This folder demonstrates cuBLASLMp library API usage.
- Linux
- x86_64
- arm64-sbsa
cuBLASMp is distributed through NVIDIA Developer Zone and also as a part of HPC SDK. cuBLASMp requires CUDA Toolkit, HPC-X, NVSHMEM, NCCL and GDRCOPY to be installed on the system. The samples require C++11 compatible compiler.

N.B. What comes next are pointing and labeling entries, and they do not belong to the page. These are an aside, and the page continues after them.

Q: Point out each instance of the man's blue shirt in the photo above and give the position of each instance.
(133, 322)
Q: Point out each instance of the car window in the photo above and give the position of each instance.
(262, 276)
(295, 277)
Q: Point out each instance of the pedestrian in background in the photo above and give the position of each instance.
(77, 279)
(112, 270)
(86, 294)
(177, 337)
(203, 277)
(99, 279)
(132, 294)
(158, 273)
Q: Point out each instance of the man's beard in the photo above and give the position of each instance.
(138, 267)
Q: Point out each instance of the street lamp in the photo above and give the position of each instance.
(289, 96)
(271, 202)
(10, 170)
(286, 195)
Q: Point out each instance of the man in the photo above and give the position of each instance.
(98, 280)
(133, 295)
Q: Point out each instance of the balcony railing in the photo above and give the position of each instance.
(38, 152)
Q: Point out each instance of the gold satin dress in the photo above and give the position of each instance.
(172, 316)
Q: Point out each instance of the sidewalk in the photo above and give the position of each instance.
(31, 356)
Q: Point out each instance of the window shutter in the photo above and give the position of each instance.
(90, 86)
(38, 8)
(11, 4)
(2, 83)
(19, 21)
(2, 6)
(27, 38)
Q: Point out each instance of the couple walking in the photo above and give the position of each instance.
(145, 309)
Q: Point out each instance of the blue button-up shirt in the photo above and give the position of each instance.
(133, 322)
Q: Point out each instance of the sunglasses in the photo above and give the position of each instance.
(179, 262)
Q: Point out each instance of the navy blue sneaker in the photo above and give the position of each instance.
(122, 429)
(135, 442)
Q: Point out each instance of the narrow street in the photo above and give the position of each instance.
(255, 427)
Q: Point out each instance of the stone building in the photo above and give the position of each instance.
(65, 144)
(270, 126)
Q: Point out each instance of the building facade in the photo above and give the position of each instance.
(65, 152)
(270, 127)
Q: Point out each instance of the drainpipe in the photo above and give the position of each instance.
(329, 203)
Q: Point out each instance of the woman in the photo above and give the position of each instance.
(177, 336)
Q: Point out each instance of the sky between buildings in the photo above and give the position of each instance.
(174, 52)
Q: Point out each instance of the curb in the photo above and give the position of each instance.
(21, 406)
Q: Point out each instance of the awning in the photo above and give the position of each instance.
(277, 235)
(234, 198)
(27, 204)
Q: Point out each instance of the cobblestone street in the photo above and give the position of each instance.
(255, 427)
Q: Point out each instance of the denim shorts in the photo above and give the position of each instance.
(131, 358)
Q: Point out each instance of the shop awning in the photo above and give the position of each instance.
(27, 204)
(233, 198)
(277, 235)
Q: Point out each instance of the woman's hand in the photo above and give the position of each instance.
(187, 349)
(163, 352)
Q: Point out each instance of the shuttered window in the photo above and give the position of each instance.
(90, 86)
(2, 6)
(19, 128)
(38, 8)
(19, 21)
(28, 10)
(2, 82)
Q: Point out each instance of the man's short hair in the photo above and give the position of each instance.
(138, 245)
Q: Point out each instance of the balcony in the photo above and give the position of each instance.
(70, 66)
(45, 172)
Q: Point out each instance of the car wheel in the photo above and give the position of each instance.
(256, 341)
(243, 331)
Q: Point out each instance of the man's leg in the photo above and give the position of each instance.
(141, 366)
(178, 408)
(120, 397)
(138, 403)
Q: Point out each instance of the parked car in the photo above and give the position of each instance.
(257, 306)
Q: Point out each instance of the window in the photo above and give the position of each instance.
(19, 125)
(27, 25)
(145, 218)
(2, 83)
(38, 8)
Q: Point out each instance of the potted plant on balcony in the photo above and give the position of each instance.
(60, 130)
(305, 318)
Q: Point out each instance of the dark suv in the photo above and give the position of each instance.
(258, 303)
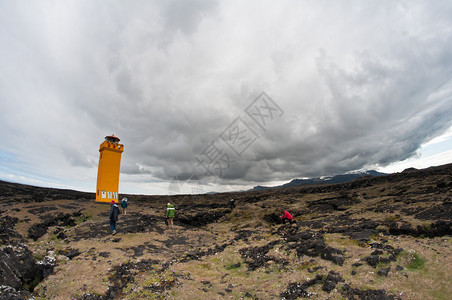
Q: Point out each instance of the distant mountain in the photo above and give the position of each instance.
(322, 180)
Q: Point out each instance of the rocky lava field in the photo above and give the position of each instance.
(374, 238)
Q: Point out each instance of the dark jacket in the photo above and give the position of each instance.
(114, 212)
(170, 211)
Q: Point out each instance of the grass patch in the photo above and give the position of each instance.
(411, 260)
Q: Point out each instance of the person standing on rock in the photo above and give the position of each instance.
(232, 203)
(114, 213)
(124, 205)
(286, 216)
(170, 213)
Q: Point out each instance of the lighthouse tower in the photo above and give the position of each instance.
(108, 170)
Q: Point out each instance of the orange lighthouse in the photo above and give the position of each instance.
(108, 170)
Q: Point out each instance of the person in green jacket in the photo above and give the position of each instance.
(170, 213)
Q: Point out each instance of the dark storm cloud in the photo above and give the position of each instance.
(360, 84)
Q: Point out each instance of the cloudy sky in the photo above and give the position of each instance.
(222, 95)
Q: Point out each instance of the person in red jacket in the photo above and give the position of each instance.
(286, 216)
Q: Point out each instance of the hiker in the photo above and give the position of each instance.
(286, 216)
(170, 213)
(124, 205)
(232, 203)
(114, 213)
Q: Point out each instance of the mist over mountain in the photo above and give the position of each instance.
(343, 178)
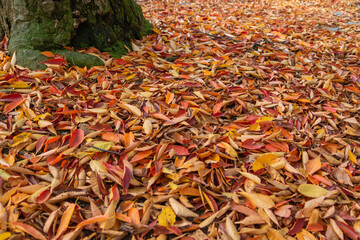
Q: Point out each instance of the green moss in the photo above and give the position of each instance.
(41, 25)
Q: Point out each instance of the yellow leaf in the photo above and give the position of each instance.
(263, 160)
(147, 126)
(65, 220)
(44, 123)
(23, 137)
(311, 190)
(181, 210)
(102, 145)
(5, 235)
(4, 175)
(41, 116)
(230, 150)
(130, 77)
(265, 119)
(19, 84)
(131, 108)
(167, 217)
(231, 229)
(252, 177)
(259, 200)
(255, 127)
(352, 157)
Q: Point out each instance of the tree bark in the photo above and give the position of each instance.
(38, 25)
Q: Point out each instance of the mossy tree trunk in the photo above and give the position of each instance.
(38, 25)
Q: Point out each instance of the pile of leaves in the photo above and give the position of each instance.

git clone https://github.com/NVIDIA/CUDALibrarySamples.git
cd CUDALibrarySamples/cuBLASMp
mkdir build
cd build
export HPCXROOT=<path/to/hpcx>
export CUBLASMP_HOME=<path/to/cublasmp>
export CAL_HOME=<path/to/libcal>
export NVSHMEM_HOME=<path/to/nvshmem>
source ${HPCXROOT}/hpcx-mt-init-ompi.sh
hpcx_load
cmake .. -DCMAKE_BUILD_TYPE=Release -DCMAKE_CUDA_ARCHITECTURES="70;80;90" -DCUBLASMP_INCLUDE_DIRECTORIES=${CUBLASMP_HOME}/include -DCUBLASMP_LIBRARIES=${CUBLASMP_HOME}/lib/libcublasmp.so -DCAL_INCLUDE_DIRECTORIES=${CAL_HOME}/include -DCAL_LIBRARIES=${CAL_HOME}/lib/libcal.so -DNVSHMEM_INCLUDE_DIRECTORIES=${NVSHMEM_HOME}/include -DNVSHMEM_HOST_LIBRARIES=${NVSHMEM_HOME}/lib/libnvshmem_host.so -DNVSHMEM_DEVICE_LIBRARIES=${NVSHMEM_HOME}/lib/libnvshmem_device.a
make -j
Run examples with mpi command and number of processes according to process grid values, i.e.
mpirun -n 2 ./pmatmul
mpirun -n 2 ./pgemm
mpirun -n 2 ./ptrsm
mpirun -n 2 ./psyrk
mpirun -n 2 ./pgeadd
mpirun -n 2 ./ptradd